Unpublished Memoir of Lt. Col. T. G. Barham (24th Va. Cav.)
…On Sunday, the second of April, 1865, I was at Longstreet’s headquarters in consultation with him and Gen’l. Kershaw about the organization of the force when he received a dispatch telling him of the disasters on Gen’l. Lee’s right flank, and directing him to prepare to evacuate the lines covering the front of Richmond during that night. This was the saddest news I ever received, for I knew then that all was lost that I had been battling for. We were almost stricken dumb; brave men who had faced death a thousand times were choked with grief. We said little, in fact none but few of the officers knew what was going on. Rations were cooked – but there were little of these to cook, ammunition issued and the men supposed we were to be attacked or moved to the South side. At 2 o’clock A. M. April the 3rd the move began. My command in the rear of Kershaw’s division, a few cavalry beinging up the rear. Between daylight and sunrise, while we were passing up the banks of James River, the ironclads blew up almost under our feet. The explosion was terrific.
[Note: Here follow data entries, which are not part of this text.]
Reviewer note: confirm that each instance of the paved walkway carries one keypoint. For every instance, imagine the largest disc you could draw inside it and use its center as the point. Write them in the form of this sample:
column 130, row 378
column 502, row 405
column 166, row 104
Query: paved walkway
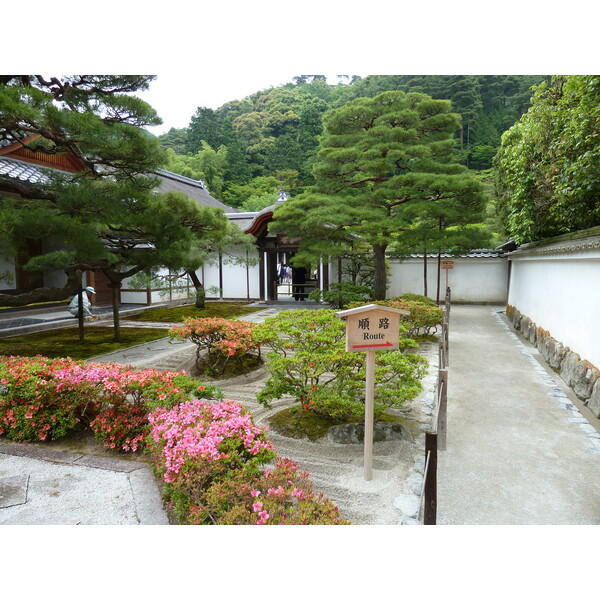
column 519, row 451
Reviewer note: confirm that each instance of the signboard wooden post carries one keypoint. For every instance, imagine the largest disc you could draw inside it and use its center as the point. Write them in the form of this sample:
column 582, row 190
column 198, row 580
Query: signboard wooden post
column 368, row 329
column 447, row 265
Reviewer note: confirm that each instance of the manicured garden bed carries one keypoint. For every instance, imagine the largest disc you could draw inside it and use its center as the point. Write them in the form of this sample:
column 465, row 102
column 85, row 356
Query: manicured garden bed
column 177, row 314
column 65, row 342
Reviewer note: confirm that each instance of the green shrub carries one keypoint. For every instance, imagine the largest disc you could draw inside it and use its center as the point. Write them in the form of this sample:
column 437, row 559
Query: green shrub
column 309, row 362
column 341, row 294
column 221, row 339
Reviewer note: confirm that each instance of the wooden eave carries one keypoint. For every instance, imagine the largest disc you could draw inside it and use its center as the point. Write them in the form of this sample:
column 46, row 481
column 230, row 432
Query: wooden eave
column 62, row 162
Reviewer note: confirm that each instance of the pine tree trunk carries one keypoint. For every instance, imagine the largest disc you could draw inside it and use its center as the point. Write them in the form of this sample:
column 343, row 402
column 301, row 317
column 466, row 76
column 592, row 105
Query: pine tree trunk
column 380, row 279
column 425, row 271
column 200, row 291
column 116, row 288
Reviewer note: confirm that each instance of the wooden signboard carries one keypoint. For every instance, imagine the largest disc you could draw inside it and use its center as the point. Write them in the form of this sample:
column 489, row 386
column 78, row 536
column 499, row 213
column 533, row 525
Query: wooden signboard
column 368, row 329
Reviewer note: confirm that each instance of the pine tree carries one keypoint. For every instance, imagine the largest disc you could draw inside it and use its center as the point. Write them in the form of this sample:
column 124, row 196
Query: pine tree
column 384, row 164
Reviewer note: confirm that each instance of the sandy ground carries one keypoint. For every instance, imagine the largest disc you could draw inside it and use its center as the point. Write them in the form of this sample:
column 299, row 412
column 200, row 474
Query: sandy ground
column 392, row 496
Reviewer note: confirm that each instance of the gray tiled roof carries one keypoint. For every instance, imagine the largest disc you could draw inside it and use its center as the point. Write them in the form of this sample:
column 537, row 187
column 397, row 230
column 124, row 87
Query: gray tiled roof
column 194, row 188
column 23, row 171
column 476, row 253
column 170, row 182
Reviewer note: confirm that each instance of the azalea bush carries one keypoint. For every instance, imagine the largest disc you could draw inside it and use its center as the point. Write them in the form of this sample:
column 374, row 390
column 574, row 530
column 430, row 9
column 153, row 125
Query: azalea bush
column 309, row 362
column 31, row 406
column 197, row 443
column 42, row 398
column 280, row 496
column 212, row 459
column 221, row 339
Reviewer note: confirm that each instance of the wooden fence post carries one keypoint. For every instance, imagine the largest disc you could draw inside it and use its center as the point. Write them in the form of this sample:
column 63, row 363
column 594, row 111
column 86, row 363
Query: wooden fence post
column 443, row 410
column 430, row 506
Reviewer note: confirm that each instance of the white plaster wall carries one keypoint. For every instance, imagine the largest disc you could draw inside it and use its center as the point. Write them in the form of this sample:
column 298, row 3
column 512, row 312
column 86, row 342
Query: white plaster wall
column 472, row 280
column 9, row 266
column 561, row 294
column 55, row 279
column 235, row 282
column 133, row 297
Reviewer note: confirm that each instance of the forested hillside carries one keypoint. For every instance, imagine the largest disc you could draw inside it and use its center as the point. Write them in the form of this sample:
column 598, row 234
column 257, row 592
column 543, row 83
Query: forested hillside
column 248, row 149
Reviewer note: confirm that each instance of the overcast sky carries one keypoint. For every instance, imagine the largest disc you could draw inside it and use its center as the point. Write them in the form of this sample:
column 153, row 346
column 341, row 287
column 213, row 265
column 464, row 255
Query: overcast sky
column 177, row 107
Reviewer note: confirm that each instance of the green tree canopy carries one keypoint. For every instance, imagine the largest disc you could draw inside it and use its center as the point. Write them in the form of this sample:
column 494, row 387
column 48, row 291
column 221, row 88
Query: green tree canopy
column 384, row 163
column 106, row 217
column 547, row 170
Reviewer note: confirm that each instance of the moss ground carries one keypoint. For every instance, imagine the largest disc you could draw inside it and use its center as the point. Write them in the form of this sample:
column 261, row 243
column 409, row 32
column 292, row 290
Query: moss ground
column 65, row 342
column 176, row 314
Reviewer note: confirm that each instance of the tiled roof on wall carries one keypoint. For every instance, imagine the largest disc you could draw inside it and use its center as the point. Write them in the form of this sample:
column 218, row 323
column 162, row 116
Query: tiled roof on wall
column 23, row 171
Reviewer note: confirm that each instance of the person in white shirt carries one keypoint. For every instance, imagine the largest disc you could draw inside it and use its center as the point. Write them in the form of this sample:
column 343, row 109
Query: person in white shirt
column 87, row 305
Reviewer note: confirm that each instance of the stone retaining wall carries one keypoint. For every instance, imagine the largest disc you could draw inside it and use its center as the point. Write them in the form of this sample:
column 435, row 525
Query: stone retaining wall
column 579, row 374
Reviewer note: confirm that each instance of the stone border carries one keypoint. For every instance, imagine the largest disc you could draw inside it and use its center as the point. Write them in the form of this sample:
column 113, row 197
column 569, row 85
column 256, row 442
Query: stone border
column 579, row 374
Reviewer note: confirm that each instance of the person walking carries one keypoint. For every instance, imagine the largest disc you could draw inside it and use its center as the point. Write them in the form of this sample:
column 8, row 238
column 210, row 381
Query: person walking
column 298, row 281
column 86, row 304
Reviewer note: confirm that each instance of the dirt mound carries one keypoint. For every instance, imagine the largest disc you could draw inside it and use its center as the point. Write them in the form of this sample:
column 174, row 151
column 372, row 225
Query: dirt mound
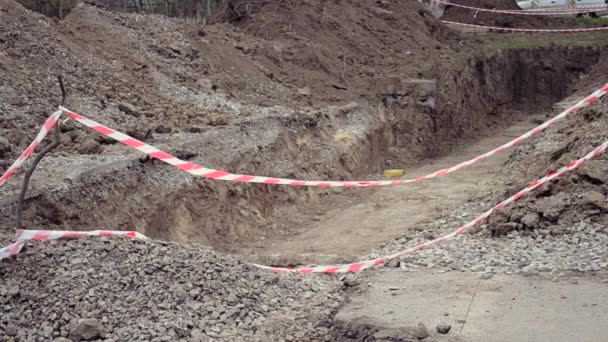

We began the march into Richmond by way of Cary Street from Rocketts. The scene here defies description and appears to me as some livid dream of horror. The city everywhere near the river was on fire – women and children houseless and screaming, filled the streets with their cries, while bands of thieves of all ages, sexes and colors were plundering wherever they could. Houses not yet on fire were broken open by these wretches, the contents carried away before the eyes of the rightful owners and in many cases the houses fired over their heads when all had been taken away. As we marched up Cary Street the gutters were running with whiskey, which had been poured out into the street, while white men and negroes were giving themselves up to drunken orgies. Appeals of the most heartrending character were made to us for help by women along the line of march, and the temptation was strong to turn the soldiers loose on the howling mob, but I knew that one begun, no man could stop it, no man could tell the end, and that hundreds of innocent people would be hurt. So the men were with difficulty restrained, confining themselves to arresting the most flagrant cases. I don’t think many of these desperadoes ever crossed James River, some were shot in the alleys leading into 14th Street near the river, while others were shot on the bridge and thrown into the river. I was detained by col. Preston Johnson and Gen’l Breckinridge to put out the fire on the canal bridge for the last of the ordnance wagons to pass over, and with these two officers passed over last. We weer the last three men who ever crossed the old bridge, as it was fired as we crossed over, and was consumed.
When I got to Manchester I enquired for the prisoners and was told that they had escaped. I afterwards learned the facts as related above.